Foto: www Dewitinalah.com
Oleh Redaksi Harian Rakjat
Jika ingin melihat bagaimana pariwisata mampu menggerakkan roda ekonomi dari bawah, maka Kulon Progo adalah laboratorium nyatanya. Kabupaten di barat Yogyakarta ini perlahan tapi pasti menjelma menjadi pusat pertumbuhan wisata berbasis desa. Bukan lewat megaproyek, melainkan dari kearifan lokal, alam yang terjaga, dan semangat gotong royong masyarakat.

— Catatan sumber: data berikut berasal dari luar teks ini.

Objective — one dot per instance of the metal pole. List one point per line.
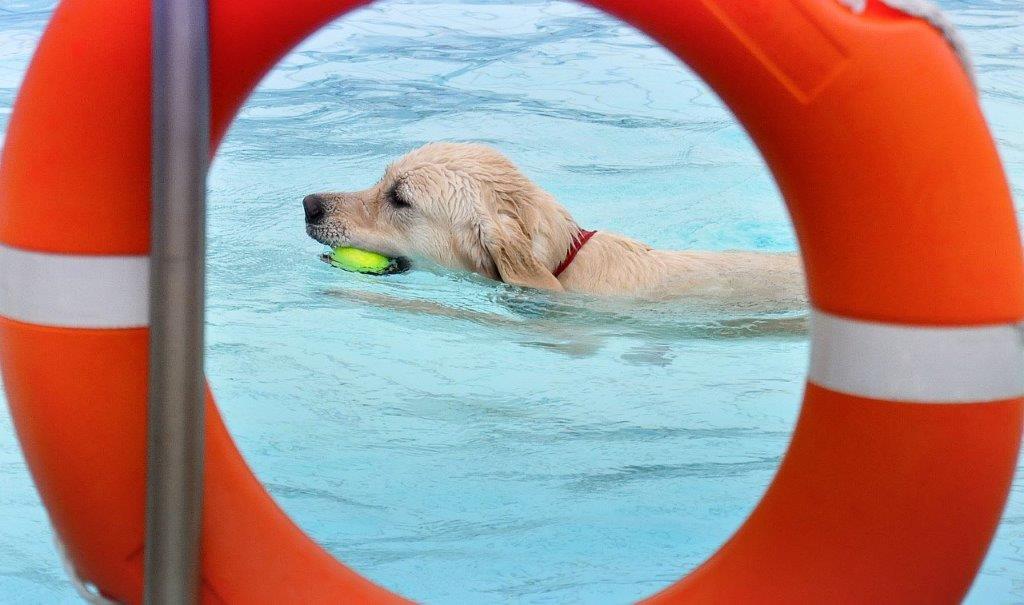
(175, 441)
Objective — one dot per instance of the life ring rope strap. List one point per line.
(916, 363)
(74, 291)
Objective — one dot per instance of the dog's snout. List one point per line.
(313, 207)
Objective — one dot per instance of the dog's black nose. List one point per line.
(313, 206)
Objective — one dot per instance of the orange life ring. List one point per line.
(903, 454)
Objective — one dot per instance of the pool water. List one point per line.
(462, 441)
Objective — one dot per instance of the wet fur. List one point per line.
(470, 208)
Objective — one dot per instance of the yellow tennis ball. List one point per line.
(360, 261)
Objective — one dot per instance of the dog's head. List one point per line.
(463, 206)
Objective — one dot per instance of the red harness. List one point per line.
(578, 242)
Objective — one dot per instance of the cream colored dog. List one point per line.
(467, 207)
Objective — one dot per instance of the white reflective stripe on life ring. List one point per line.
(916, 363)
(74, 291)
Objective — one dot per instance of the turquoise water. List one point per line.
(452, 438)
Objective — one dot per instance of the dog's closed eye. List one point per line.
(395, 198)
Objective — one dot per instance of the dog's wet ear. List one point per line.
(507, 242)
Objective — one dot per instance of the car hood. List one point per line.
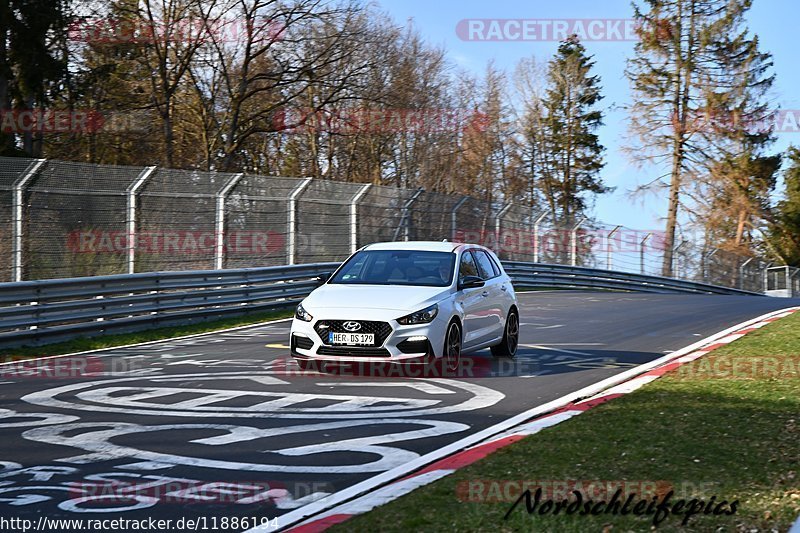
(395, 297)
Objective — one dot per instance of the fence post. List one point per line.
(642, 246)
(765, 279)
(219, 242)
(707, 264)
(536, 236)
(292, 221)
(454, 217)
(17, 217)
(354, 217)
(405, 216)
(676, 260)
(574, 241)
(741, 273)
(608, 246)
(498, 225)
(130, 219)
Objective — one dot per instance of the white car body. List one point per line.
(481, 312)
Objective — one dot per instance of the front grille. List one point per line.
(304, 343)
(351, 351)
(382, 330)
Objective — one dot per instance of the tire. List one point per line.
(452, 347)
(508, 346)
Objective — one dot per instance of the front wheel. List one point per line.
(452, 346)
(508, 346)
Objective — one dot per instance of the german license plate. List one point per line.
(353, 339)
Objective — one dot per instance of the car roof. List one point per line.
(430, 246)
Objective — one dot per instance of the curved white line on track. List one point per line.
(481, 397)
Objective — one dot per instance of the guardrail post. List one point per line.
(17, 217)
(536, 236)
(130, 218)
(608, 246)
(642, 246)
(454, 217)
(498, 225)
(219, 242)
(291, 229)
(574, 241)
(354, 217)
(741, 273)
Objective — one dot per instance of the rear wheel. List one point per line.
(508, 346)
(452, 346)
(305, 364)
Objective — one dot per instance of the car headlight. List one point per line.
(302, 314)
(420, 317)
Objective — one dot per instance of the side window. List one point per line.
(467, 266)
(484, 264)
(495, 266)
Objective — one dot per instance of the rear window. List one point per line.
(485, 265)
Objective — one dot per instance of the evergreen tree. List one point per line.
(559, 133)
(784, 232)
(735, 190)
(30, 63)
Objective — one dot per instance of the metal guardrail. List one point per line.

Lihat saja Desa Wisata Tinalah di Samigaluh. Dulu, kawasan ini hanyalah kampung biasa di perbukitan Menoreh. Kini, Tinalah tampil sebagai contoh desa wisata digital yang mendunia. Bukan sekadar spot foto, tapi tempat belajar sejarah perjuangan Diponegoro, tempat anak-anak kampung bisa memandu wisatawan dari Eropa, dan tempat komunitas tumbuh melalui river tubing, camping, hingga edukasi lingkungan.

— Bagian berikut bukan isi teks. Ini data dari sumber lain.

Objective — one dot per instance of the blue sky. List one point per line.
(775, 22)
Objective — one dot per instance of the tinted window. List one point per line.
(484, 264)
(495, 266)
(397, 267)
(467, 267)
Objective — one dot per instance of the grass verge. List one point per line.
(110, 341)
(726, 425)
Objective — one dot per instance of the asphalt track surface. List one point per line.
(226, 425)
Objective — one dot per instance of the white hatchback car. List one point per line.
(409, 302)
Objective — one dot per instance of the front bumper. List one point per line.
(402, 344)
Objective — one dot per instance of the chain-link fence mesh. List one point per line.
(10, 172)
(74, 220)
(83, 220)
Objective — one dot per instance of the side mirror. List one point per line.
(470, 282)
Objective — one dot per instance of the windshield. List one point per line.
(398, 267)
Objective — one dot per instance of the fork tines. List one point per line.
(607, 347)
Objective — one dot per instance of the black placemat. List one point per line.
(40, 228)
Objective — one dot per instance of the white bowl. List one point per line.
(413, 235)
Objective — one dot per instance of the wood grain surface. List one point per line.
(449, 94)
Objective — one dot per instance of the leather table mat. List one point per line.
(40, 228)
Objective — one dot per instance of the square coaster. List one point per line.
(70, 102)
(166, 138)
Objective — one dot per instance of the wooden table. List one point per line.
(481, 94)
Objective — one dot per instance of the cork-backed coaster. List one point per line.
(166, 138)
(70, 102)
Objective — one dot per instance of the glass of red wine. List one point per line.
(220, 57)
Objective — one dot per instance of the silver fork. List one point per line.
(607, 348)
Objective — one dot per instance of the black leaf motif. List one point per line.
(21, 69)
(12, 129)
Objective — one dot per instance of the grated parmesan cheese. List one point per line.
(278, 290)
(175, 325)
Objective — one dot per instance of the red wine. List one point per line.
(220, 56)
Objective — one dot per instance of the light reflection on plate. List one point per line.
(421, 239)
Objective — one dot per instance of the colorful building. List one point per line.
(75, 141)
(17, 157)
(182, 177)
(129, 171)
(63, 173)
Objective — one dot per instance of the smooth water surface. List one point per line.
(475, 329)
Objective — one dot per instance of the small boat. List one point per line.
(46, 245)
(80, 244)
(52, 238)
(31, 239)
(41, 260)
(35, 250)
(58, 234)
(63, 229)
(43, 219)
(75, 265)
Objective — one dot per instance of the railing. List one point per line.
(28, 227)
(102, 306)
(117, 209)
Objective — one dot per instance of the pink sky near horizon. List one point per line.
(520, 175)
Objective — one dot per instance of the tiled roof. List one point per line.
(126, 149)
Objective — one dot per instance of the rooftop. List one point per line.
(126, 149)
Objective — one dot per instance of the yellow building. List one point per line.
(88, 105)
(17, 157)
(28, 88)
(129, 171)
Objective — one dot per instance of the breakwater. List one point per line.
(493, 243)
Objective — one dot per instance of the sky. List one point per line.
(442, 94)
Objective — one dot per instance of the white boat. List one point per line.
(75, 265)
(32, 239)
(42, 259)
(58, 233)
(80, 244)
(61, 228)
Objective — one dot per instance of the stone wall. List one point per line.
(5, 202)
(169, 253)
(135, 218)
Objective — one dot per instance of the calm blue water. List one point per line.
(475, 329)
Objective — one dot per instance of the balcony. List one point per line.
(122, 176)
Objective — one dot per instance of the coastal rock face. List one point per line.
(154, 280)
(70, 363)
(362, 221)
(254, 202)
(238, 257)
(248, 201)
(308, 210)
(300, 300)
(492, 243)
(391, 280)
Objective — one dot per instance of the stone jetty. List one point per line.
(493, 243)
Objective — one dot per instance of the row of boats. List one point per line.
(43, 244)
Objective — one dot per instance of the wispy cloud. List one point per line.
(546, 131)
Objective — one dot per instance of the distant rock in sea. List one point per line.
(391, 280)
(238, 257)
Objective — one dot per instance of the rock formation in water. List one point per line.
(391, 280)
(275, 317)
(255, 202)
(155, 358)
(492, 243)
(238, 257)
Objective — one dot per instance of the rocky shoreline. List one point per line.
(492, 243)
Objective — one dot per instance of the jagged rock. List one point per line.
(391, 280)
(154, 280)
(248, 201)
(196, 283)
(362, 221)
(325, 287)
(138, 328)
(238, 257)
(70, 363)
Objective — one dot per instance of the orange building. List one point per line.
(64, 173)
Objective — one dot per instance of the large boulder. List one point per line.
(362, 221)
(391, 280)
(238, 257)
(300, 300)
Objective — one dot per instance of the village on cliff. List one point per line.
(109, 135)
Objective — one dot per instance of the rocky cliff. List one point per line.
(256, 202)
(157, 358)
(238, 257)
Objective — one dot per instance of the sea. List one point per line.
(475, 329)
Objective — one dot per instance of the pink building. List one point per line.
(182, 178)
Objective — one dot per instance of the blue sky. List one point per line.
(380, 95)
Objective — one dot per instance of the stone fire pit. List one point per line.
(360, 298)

Sementara di Desa Nglinggo, pengunjung bisa menyusuri kebun teh sambil merasakan hembusan kabut pagi di lereng gunung. Aktivitas sederhana seperti memetik teh atau berkeliling dengan jeep menjadi daya tarik luar biasa. Desa ini bukan hanya menyuguhkan keindahan, tapi juga menjaga tradisi dan memberi penghidupan layak bagi warganya.
Di sisi barat, Desa Kalibiru dan Desa Sermo memperlihatkan wajah wisata yang inklusif. Kalibiru sempat viral karena spot selfie-nya, tapi kini bertransformasi menjadi kawasan konservasi. Sedangkan Sermo menawarkan wisata danau yang tenang dengan potensi kuliner ikan dan sunset yang menenangkan jiwa.
Dan jangan lupakan Desa Purwosari, negeri air terjun yang menjadi oase tersembunyi. Kedung Pedut dan Kembang Soka tak hanya menyajikan keindahan air, tapi juga menggerakkan ekonomi warga melalui parkir, kuliner, hingga souvenir lokal.
Apa yang terjadi di Kulon Progo membuktikan: desa bukanlah obyek pembangunan, tetapi pelaku utama pembangunan itu sendiri. Pariwisata tak perlu serba mewah. Yang dibutuhkan adalah keaslian, keterlibatan warga, dan keberlanjutan.
Pemerintah hanya perlu hadir sebagai fasilitator. Biarkan warga menjadi pelaku utama. Biarkan desa bersuara dan menunjukkan jati dirinya.
Karena membangun Kulon Progo tidak harus dari pusat kota. Kadang, kemajuan itu justru dimulai dari jalan setapak yang membawa kita ke sebuah gardu pandang di Kalibiru, atau ke tenda kecil di pinggiran Sungai Tinalah.